Duas finais a fechar participação "muito positiva" da natação portuguesa

João Vital, oitavo na final dos 400 metros estilos, e Diana Durães, sétima na final de 400 metros livres, encerraram a presença portuguesa nos Europeus de Glasgow

João Vital, que tinha nadado a eliminatória dos 400 estilos em 4.15,87 minutos, novo recorde pessoal, completou a final em 4.19,79, quase 10 segundos atrás do húngaro David Verraszto, que ganhou a medalha de ouro, com um de 4.10,65 minutos.

Embora o desempenho fosse aquém do esperado, ser finalista já foi uma surpresa para Vital, porque tinha chegado a Glasgow com o 21.º tempo entre os inscritos e porque ficou a três centésimas do recorde nacional de Alexis Santos (4.15,84).

"O objetivo era fazer 4.16, 4.17 [minutos]. Fiz 4.15, superei o objetivo, por isso, missão cumprida", afirmou à agência Lusa.

Diana Durães, insatisfeita com o tempo que fez na final de 400 metros livres, 4.12,41 minutos, nove segundos atrás da vencedora, a italiana Simona Quadarella (4.03,35), ficou com a sensação de que poderia ter feito melhor.

"Foi uma boa prova pelo facto de estar presente na final, isso era o principal objetivo. O meu recorde pessoal é 4.09 [minutos]. Esta acabou por não correr bem em termos de tempo", admitiu.

Na sua opinião, atravessa um mau momento de forma, depois de uma boa época, e poderá não ter resultado o estágio de altitude que fez na semana passada, o terceiro este ano, para melhorar a capacidade aeróbia.

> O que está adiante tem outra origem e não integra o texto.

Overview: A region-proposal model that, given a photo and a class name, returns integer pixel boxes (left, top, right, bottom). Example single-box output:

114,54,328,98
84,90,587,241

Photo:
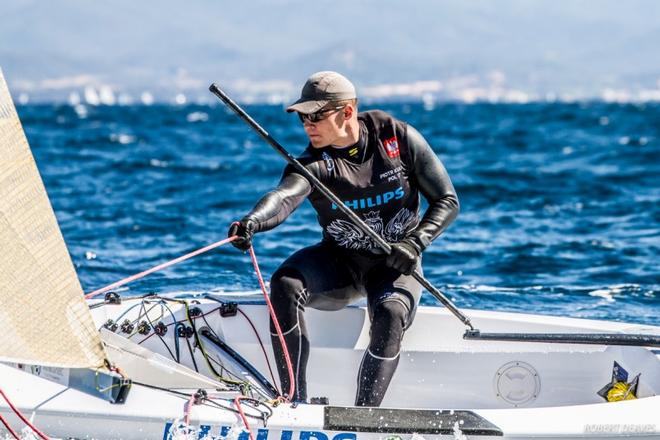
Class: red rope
0,389,50,440
237,307,280,392
250,246,296,402
0,414,21,440
234,398,254,440
183,393,195,426
85,236,237,299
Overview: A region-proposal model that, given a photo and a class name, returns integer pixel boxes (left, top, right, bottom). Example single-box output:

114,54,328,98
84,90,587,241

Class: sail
0,70,106,368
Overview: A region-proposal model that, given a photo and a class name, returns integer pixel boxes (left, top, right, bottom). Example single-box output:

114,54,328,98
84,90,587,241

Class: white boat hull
0,299,660,440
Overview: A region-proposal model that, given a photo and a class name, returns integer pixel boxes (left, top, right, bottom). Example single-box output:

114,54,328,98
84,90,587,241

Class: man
229,71,458,406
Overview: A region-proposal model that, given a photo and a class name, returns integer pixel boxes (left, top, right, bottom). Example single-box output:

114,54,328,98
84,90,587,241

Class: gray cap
286,71,357,114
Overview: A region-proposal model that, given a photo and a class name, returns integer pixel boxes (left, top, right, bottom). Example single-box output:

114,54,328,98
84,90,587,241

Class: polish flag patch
383,136,399,159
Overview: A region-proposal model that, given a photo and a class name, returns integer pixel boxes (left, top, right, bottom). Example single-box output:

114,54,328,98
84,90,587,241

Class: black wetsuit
247,111,458,406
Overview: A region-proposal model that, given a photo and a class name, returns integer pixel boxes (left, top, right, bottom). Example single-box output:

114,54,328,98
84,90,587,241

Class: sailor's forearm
409,194,459,251
246,174,311,232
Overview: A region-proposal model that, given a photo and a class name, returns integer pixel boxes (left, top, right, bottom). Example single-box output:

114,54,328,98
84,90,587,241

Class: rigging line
131,381,273,420
234,396,254,440
249,245,296,402
184,334,199,373
85,237,236,299
128,300,162,339
0,388,50,440
140,304,176,360
175,300,245,386
0,414,21,440
138,307,220,345
236,307,282,394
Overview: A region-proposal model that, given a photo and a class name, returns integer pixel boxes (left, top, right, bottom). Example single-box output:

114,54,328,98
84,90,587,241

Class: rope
0,414,21,440
85,236,237,299
0,388,50,440
250,246,296,402
234,398,254,440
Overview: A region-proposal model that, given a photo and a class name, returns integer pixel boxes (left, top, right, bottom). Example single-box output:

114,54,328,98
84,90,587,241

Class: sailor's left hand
385,238,421,275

"Se calhar não me adaptei como era suposto, mas são coisas que temos de experimentar. O principal objetivo é [chegar aos Jogos Olímpicos de] Tóquio e é aí que nós temos de acertar em cheio", disse.

Salto qualititativo

Fazendo um balanço dos sete dias de competição, o diretor técnico nacional, José Machado, considera o desempenho da equipa portuguesa "muito positivo".

"Nós tínhamos estabelecido no início da época como objetivo para estes campeonatos da Europa, que é a competição principal da época, a presença em duas finais e oito lugares de semifinalista", afirmou.

A análise foi revista em alta após os Europeu de piscina curta para um objetivo de seis finais e 10 semifinais.

"Tivemos cinco finais e 12 lugares de semifinalista. Quase o triplo do que tínhamos previsto numa abordagem inicial", reivindicou.

Outros aspetos positivos que sublinhou foram o facto de as finais terem sido protagonizadas por cinco nadadores diferentes e de nove em 12 conseguirem lugares nos 16 primeiros, o que reflete "um salto qualitativo muito grande".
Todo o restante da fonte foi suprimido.